In July of 2006, The Cataracs released Technohop Vol. 1 independently. And in the tradition of so many other Bay Area luminaries, they peddled copies directly from the car trunk – 2,000 units in three months. A month later, the single “Blueberry Afghani”—a hypnotic 808-backed treat featuring The Pack of “Vans” fame—was highlighted as 106 KMEL’s “Download of the Week” and soon made it to the station’s airwaves. The track went to earn critical acclaim from “The Fader,” “XLR8R,” and UK’s “Hip-Hop Connection” and landed a slot on the In School Suspension compilation.

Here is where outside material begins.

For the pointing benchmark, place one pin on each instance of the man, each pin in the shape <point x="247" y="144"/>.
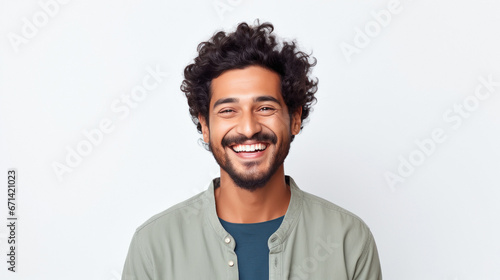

In April of 2007, The Cataracs re-upped with Technohop Vol. 2. This album earned a spot on the ABC News website as their “Pick of the Day” and four out of five “slaps” from influential local authority “The Slap Report.” The lead single, “Casanova,” recorded over 350 spins on stations in the Bay Area and Pacific Northwest.
The Cataracs’ most polished effort to date was last January’s The 13th Grade. The project referenced the transition between high school and college, but it also marked a crossroads where the group’s sound (if not its exuberant lyrical content) reached artistic maturity.
The latest triumph for The Cataracs is KIDS,a mixtape orchestrated by DJ Eleven, a New York City trendsetter who plans to join the group on an upcoming multi-city tour. Thus far, The Cataracs have performed at events such as “Paid in Full 3: The Hella Fresh Fest” alongside notables including Clyde Carson, Traxamillion, and Zion-I.